Swarm might not look as mature as Kubernetes: it only comes with one type of volume natively, which is a volume shared between the container and its Docker host. This might come in handy for testing a deployment locally, but it won’t do the job on a distributed cluster. Between two deployments the container on which the volume is mounted might move from a cluster node to another. If this happens, it will lose the data that was on the precedent node and a new empty volume will be recreated on the new node. Ouch.

One possible solution to palliate this problem is to associate placement constraints with the container so it always runs on the same node. You should never do this. It is a really nasty way to solve our problem and if your node crashes, well… you do the math.

But yeah, you must have guessed it, there are many solutions other than local volume. Like for networks, Docker can use different drivers to handle its volumes even if it uses the local driver by default.

There are two ways to install the drivers:

Launch the driver as a system service, and configure the Docker host to use it. This is the way most drivers works for now.
Install the driver as a Docker plugin, using the simple command:

docker plugin install rexray/ebs

Super simple right? Docker is gonna search for the plugin container on the Docker Hub and it’s going to download it right after. Sadly, very few plugins are available as of this moment. This will most likely change in the near future.

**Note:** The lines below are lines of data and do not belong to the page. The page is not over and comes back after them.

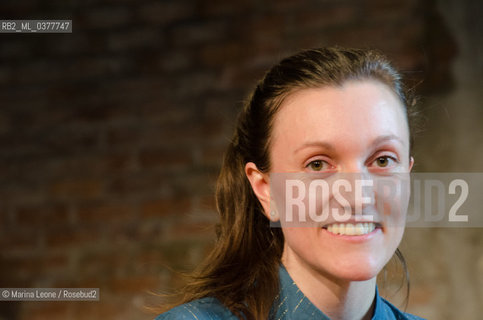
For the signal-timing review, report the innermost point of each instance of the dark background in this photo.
(112, 137)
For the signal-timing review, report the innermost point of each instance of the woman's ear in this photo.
(261, 187)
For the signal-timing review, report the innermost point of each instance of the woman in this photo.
(328, 110)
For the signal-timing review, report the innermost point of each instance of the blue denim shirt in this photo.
(292, 304)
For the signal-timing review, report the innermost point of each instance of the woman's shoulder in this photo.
(396, 313)
(201, 309)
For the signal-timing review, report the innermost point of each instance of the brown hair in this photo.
(242, 270)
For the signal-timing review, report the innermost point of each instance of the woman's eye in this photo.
(317, 165)
(384, 161)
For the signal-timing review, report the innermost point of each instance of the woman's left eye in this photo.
(384, 161)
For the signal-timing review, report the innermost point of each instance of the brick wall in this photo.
(111, 137)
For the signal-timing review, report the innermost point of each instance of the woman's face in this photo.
(358, 128)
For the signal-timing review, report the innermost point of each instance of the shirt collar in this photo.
(291, 303)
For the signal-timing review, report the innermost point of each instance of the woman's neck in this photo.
(336, 298)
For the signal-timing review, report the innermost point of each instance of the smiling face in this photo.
(360, 127)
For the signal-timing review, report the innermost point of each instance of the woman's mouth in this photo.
(352, 229)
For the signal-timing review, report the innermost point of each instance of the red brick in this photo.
(104, 213)
(42, 215)
(165, 158)
(166, 12)
(76, 189)
(133, 284)
(107, 17)
(326, 16)
(164, 207)
(73, 237)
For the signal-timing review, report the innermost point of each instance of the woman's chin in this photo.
(357, 271)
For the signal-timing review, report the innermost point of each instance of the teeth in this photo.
(351, 229)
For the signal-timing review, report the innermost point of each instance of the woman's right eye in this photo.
(317, 165)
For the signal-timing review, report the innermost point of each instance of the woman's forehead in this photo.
(356, 109)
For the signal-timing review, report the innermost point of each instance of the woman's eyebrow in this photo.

A great volume driver which can be installed as a Docker plugin is REX-Ray. It is compatible with multiple storage providers and it is agnostic of the provider it’s using, bringing better user experience to the balance.

Let’s say we have a Swarm cluster and we need a Mongo database for an application running on the same Swarm cluster. We are going to launch a Mongo container that belongs to the same network as our application and map an EBS volume to it using REX-ray to ensure data persistency.

To use EBS volumes, we need to provide credentials. This can be achieved in three different ways:

By associating an AWS IAM role to the instance running Docker
Through a REX-ray configuration file
Through configuration variables while installing the plugin

First we are going to install REX-Ray on our Swarm manager using a simple command:

docker plugin install rexray/ebs EBS_ACCESSKEY=access_key EBS_SECRETKEY=secret_key

Then we create a Docker volume using REX-ray:

docker volume create \
--driver rexray/ebs  \
--opt size=5         \
--opt volumetype=gp2 \
--name ebs_vol

This is going to create a 5 gigabytes EBS volume of gp2 type gp2.

All we have to do now is to launch a new Docker service using the MongoDB official image and map the volume to Mongo’s data directory:

docker service create           \
--network my_overlay_network    \
--replicas 1                    \
--mount type=volume,src=ebs_vol,target=/data/db \
--name mongodb mongo

We now have a Mongo container accessible by all containers on my_overlay_network at mongodb:27017, which ensures data persistency if the service stops. Isn’t that great?

From what I’ve seen so far, this is the best way to handle volumes with Swarm. Note that you’ll have to implement your own regular backup policy for the volume on the storage provider. But this will be outside of Docker Swarm scope.

Wow, that was great

Yeah, it is indeed pretty cool. We got to see what is a volume, how to use it, and what should we use them for. We also know now how both Kubernetes and Swarm handle their persistent data. It is nice to see that both solutions are mature enough and capable of handling data using similar workflows. Even if the exact procedure used to mount and use volumes is not exactly the same for the two of them, you can see that the abstractions match in a certain way. Great minds think alike, don’t they?

Anyway, TL;DR

Map volumes to you containers to ensure data persistency
Use volumes on platform storage such as Amazon EBS or GCE Persistent Disk rather than local volumes
Platform storage compatibility is native in Kubernetes and easily installable in Docker
Be sure to backup your volume regularly
If dealing with cattle, consider using replicated databases instead of volumes for better scalability

That was fun, wasn’t it? See you on the next adventure!